The Story of Squeak


Storage Managment

Apple Smalltalk had achieved good garbage collection behavior with a simple two-generation approach similar to [Unga84]. At startup, and after any full garbage collection (a mark and sweep of the entire image), all surviving objects were considered to be old, and all objects created subsequently (until the next full collection) to be new. All pointer stores were checked and a table maintained of "root" objects—old objects that might contain pointers to new objects. In this way, an incremental mark phase could be achieved by marking all new objects reachable from these roots and sweeping the new object area; unmarked new objects were garbage. Compaction was simple in that system, owing to its use of an object table. Full garbage collection was triggered either by an overflow of the roots table, or by failure of an incremental collection to reclaim a significant amount of space. That system was known to run acceptably with less than 500k of free space and to perform incremental reclamations in under 250 milliseconds on hardware of the 80's (16MHz 68020).

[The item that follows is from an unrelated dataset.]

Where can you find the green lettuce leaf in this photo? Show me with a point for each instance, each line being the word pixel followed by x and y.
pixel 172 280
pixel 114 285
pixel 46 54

For Squeak, we determined to apply the same approach to our new system of 32-bit direct pointers. We were faced immediately with a number of challenges. First, we had to write an in-place mark phase capable of dealing with our variable-length headers, including those that did not have an actual class pointer in them. Then there was the need to produce a structure for remapping object pointers during compaction, since we did not have the convenient indirection of an object table. Finally there was the challenge of rectifying all the object pointers in memory within an acceptable time.

The remapping of object pointers was accomplished by building a number of relocation blocks down from the unused end of memory. A thousand such blocks are reserved outside the object heap, ensuring that at least one thousand objects can be moved even when there is very little free space. However, if the object heap ends with a free block, that space is also used for relocation blocks. If there is not enough room for the number of relocation blocks needed to do compaction in a single pass (almost never), then the compaction may be done in multiple passes. Each pass generates free space at the end of the object heap which can then be used to create additional relocation blocks for the next pass.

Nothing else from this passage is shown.